Based on the combination image, subsequent deformation enables the
target clothing to present deformations that fit gestures and
postures of the target person.
[0075] As shown in FIG. 8, in one embodiment, the step S103
includes:
[0076] S1031: acquiring an adjustment parameter of each pixel point
in the deformation image, and establishing a corresponding
relationship between each pixel point in the deformation image and
a pixel point in the target clothing image through the adjustment
parameter of each pixel point in the deformation image; and
[0077] S1032: obtaining the deformation image by using the
corresponding relationship.
[0078] For each pixel point in the deformation image, there is a
corresponding adjustment parameter. The adjustment parameter may
make the each pixel point correspond to a pixel point in the target
clothing image. The term "corresponding" refers to that each pixel
point in the deformation image is mapped from a pixel point in the
target clothing image. By using this corresponding relationship,
each pixel point of the deformation image can be constructed to
obtain the deformation image of the target clothing.

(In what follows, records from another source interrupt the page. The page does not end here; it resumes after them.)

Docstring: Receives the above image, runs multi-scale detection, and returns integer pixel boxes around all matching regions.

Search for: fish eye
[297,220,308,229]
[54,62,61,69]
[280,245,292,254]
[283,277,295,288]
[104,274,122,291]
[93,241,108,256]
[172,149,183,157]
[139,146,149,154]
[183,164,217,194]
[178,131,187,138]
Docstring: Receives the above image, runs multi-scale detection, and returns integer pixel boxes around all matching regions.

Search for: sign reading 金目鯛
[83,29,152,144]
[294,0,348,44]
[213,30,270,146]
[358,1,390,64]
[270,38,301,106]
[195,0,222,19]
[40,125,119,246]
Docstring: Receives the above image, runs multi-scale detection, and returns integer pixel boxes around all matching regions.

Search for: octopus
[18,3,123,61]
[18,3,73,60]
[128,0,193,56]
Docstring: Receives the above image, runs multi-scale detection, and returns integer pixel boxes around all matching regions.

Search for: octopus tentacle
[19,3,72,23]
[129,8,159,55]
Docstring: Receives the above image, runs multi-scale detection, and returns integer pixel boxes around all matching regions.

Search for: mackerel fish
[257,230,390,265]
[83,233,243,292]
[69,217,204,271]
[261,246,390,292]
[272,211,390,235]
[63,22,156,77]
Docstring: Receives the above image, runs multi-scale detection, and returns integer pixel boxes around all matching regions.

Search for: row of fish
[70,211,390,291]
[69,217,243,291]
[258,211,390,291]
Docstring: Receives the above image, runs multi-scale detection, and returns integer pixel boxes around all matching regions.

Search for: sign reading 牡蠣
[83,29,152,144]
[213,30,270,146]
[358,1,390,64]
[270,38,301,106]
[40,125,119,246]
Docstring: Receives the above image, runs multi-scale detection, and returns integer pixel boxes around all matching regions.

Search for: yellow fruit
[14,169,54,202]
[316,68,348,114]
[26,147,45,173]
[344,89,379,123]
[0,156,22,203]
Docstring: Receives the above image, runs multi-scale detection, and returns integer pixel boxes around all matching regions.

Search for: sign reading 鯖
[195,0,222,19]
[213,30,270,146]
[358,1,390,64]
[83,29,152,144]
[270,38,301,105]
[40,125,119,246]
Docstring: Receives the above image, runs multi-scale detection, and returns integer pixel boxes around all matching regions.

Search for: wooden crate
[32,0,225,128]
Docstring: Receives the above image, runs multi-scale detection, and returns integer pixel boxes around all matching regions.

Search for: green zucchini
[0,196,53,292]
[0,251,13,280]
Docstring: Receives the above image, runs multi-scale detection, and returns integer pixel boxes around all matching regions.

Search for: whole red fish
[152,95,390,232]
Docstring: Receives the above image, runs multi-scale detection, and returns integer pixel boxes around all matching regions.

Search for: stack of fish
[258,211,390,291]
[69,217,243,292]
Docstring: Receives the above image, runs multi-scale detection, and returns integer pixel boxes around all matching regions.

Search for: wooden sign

[0079] Through the foregoing solution, the deformation image is
obtained using the adjustment parameter of each pixel point, so
that the deformation image can be more consistent with the gestures
and postures of the target person, and the target clothing can
present deformations that fit the gestures and the postures of the
target person.
[0080] As shown in FIG. 9, in one embodiment, an image adjustment
apparatus is provided and includes the following components:
[0081] a combination image generation module 901 configured for
generating a combination image of a target person and a target
clothing based on a target clothing image and a target person
image;
[0082] an adjustment parameter determination module 902 configured
for obtaining an adjustment parameter of the target clothing in the
target clothing image based on image features of the target
clothing image and image features of the combination image; and
[0083] an image adjustment module 903 configured for obtaining a
deformation image of the target clothing according to the
adjustment parameter and the target clothing image, where the
deformation image is taken as an adjustment result of the target
clothing image.
[0084] As shown in FIG. 10, in one embodiment, the adjustment
parameter determination module 902 includes:
[0085] a layer determination sub-module 9021 configured for
determining N clothing layers of different sizes of the target
clothing image and N combination layers of different sizes of the
combination image, where N is a positive integer; and
[0086] an image feature extraction sub-module 9022 configured for
extracting image features of each of the clothing layers and image
features of each of the combination layers as the image features of
the target clothing image and the image features of the combination
image, respectively.
[0087] As shown in FIG. 11, in one embodiment, the adjustment
parameter determination module 902 further includes:
[0088] a convolution calculation sub-module 9023 configured for
performing convolution calculation on a layer feature of an i-th
clothing layer of the target clothing image, a layer feature of an
i-th combination layer of the combination image, and a (i-1)-th
feature fusion calculation result, to obtain an i-th convolution
calculation result;
[0089] a feature fusion calculation sub-module 9024 configured for
performing an image affine transformation on the i-th convolution
calculation result, to obtain an i-th feature fusion calculation
result; and
[0090] an adjustment parameter determination execution sub-module
9025 configured for taking an N-th feature fusion calculation
result as the adjustment parameter of the target clothing, where i
is a positive integer and i.ltoreq.N.
[0091] As shown in FIG. 12, in one embodiment, the combination
image generation module 901 includes:
[0092] a target person feature extraction sub-module 9011
configured for extracting human body key points and human body
segmentation images from the target person image; and
[0093] a combination image generation execution sub-module 9012
configured for using a first model to generate a mask of various
parts of the target person covered by the target clothing, based on
the human body key points, the human body segmentation images and
the target clothing image, wherein the mask is taken as the
combination image.
[0094] As shown in FIG. 13, in one embodiment, the image adjustment
module 903 includes:
[0095] an adjustment parameter acquiring sub-module 9031 configured
for acquiring an adjustment parameter of each pixel point in the
deformation image, and establishing a corresponding relationship
between each pixel point in the deformation image and a pixel point
in the target clothing image through the adjustment parameter of
each pixel point in the deformation image; and
[0096] an image adjustment execution sub-module 9032 configured for
obtaining the deformation image by using the corresponding
relationship.
[0097] According to the embodiments of the present application, the
present application further provides an electronic device and a
readable storage medium.
[0098] FIG. 14 is a block diagram of an electronic device of an
image adjustment method according to an embodiment of the present
application. The electronic device is intended to represent various
forms of digital computers, such as laptop computers, desktop
computers, workstations, personal digital assistants, servers,
blade servers, mainframe computers, and other suitable computers.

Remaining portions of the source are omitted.